EraNusantara – Gedung Putih akan menjadi saksi bisu pertemuan krusial antara Presiden Amerika Serikat, Donald Trump, dan Perdana Menteri Kanada, Mark Carney. Pertemuan yang dijadwalkan ini bertujuan meredakan ketegangan yang telah lama membayangi hubungan kedua negara akibat penerapan tarif impor agresif dari AS terhadap Kanada. Ketegangan ini semakin terasa ironis mengingat Kanada merupakan mitra dagang terbesar kedua AS dan sekutu dekat dalam berbagai sektor, termasuk keamanan nasional dan perdagangan.
Carney, yang baru saja memimpin Partai Liberal meraih kemenangan dalam pemilu April lalu, telah bersikap menantang terhadap kebijakan tarif Trump. Dalam pidatonya pasca-pemilu, Carney menyatakan bahwa Kanada telah melewati keterkejutan akibat kebijakan AS, namun menekankan pentingnya belajar dari pengalaman tersebut. Pernyataan ini menunjukkan sikap tegas Kanada dalam menghadapi tekanan ekonomi dari Negeri Paman Sam.

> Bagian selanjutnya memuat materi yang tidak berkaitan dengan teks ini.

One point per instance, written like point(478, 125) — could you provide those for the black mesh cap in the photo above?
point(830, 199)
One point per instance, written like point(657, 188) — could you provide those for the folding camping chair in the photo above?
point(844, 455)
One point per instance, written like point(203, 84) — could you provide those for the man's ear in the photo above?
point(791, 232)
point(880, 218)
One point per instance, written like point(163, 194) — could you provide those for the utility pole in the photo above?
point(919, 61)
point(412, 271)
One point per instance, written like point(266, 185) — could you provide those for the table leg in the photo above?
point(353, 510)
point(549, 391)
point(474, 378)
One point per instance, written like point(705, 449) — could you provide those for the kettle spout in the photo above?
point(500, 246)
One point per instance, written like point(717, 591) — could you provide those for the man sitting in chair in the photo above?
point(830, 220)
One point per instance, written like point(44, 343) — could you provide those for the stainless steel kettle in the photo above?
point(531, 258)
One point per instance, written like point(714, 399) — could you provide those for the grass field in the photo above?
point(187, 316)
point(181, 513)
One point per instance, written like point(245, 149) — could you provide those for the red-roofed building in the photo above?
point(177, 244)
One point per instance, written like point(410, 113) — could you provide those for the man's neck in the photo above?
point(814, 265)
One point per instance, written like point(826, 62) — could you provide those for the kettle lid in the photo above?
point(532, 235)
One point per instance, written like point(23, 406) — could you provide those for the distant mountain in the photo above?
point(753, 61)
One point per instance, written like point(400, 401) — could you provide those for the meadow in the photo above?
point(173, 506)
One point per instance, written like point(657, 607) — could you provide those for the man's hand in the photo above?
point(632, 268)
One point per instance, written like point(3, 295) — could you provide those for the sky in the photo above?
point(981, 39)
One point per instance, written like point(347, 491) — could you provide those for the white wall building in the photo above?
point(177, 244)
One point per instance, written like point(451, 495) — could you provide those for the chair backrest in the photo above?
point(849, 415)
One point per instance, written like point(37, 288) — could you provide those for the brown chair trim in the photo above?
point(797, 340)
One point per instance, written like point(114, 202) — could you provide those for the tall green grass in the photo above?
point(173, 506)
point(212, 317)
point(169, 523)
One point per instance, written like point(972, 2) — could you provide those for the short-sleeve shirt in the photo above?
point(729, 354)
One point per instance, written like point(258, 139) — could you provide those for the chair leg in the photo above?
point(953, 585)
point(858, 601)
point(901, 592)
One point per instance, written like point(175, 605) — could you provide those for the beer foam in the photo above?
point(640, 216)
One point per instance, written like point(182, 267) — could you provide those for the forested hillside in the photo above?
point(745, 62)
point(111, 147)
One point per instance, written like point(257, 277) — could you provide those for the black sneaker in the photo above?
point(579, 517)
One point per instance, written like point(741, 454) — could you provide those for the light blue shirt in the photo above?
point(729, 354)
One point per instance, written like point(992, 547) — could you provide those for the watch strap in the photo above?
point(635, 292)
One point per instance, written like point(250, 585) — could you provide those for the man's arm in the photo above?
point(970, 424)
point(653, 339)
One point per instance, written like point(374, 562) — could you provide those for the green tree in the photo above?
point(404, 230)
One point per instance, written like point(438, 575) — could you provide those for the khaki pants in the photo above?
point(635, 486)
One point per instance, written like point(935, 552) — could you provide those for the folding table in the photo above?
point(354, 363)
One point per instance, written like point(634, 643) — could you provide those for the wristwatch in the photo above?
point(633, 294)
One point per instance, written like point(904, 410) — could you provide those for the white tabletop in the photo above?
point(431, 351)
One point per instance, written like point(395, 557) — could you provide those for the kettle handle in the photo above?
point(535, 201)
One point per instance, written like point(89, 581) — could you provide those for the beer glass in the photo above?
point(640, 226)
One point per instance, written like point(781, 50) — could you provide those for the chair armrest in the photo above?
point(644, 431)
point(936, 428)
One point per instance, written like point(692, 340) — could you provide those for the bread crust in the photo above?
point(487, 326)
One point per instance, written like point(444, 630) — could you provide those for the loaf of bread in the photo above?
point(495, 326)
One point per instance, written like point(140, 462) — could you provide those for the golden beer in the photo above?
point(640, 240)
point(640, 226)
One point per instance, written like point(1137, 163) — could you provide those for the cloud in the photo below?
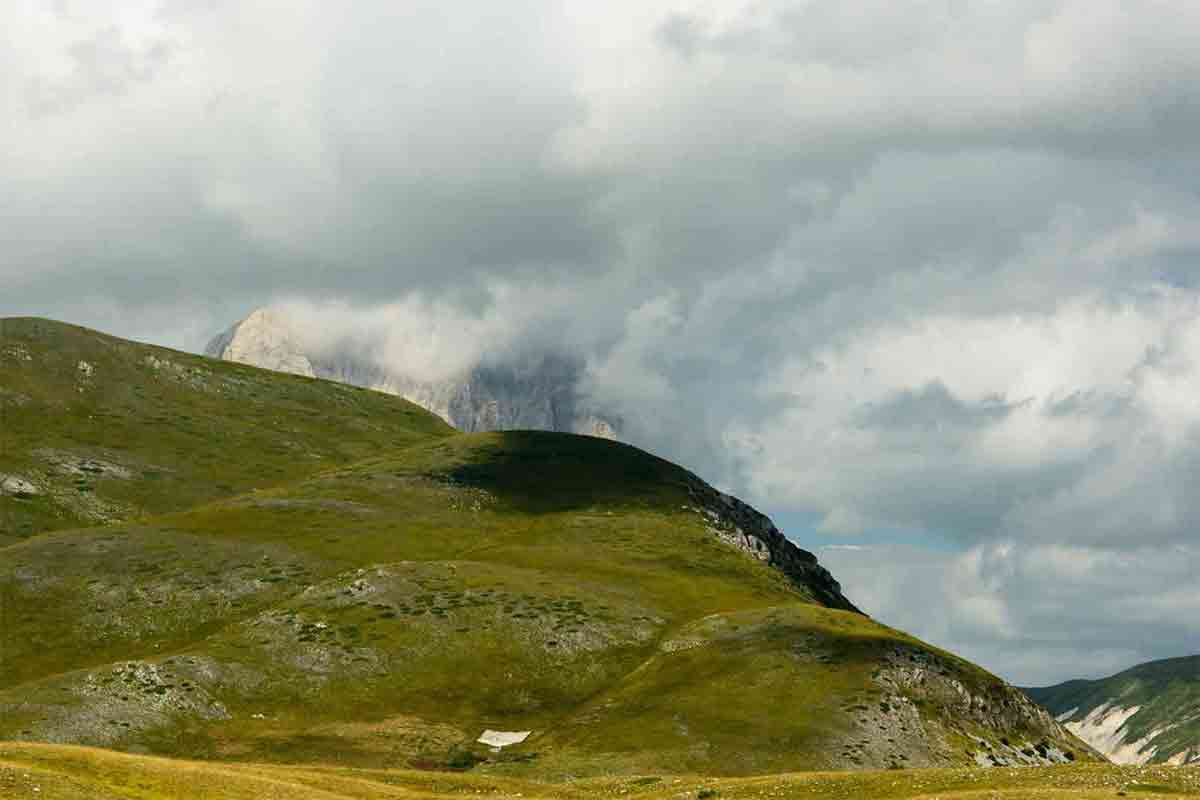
point(894, 266)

Hubungan dagang AS-Kanada yang selama beberapa dekade berjalan harmonis, kini terguncang akibat tarif tinggi yang diberlakukan Trump. Perang dagang ini tak hanya merusak hubungan bilateral, tetapi juga menimbulkan kerugian ekonomi yang signifikan bagi kedua negara. Meskipun kedua negara terikat dalam perjanjian perdagangan bebas USMCA (yang menggantikan NAFTA), Trump tetap menerapkan tarif 25% terhadap barang impor dari Kanada, meski sempat ditangguhkan sementara setelah janji kerjasama mengatasi masalah fentanil dan imigrasi ilegal. Namun, ancaman tarif 25% tetap membayangi, khususnya untuk barang impor yang tak memenuhi persyaratan USMCA. Belum lagi tarif tambahan untuk mobil, baja, dan aluminium yang juga telah diumumkan Trump.
Sebagai balasan, Kanada juga menerapkan tarif 25% terhadap barang impor AS senilai miliaran dolar, termasuk bea tambahan atas barang-barang lainnya dan mobil impor. Dampak perang dagang ini sangat terasa. Kanada menyumbang 14% dari total perdagangan AS, sementara AS merupakan tujuan ekspor utama Kanada. Berbagai sektor, mulai dari industri kayu lunak hingga otomotif, terkena imbas negatif. Bahkan, CEO General Motors, Mary Barra, menyatakan kerugian perusahaan akibat tarif tersebut mencapai miliaran dolar. Kisah serupa juga dialami pengusaha kecil, seperti Beth Fynbo Benike, pemilik perusahaan produk bayi, yang harus menanggung biaya pengiriman yang membengkak.
Pertanyaan besar kini adalah: akankah pertemuan Trump-Carney mampu mencairkan ketegangan dan menemukan solusi yang menguntungkan kedua negara? Atau, apakah perang dagang ini akan terus berlanjut, mengancam stabilitas ekonomi dan hubungan bilateral AS-Kanada? Kita tunggu saja hasilnya.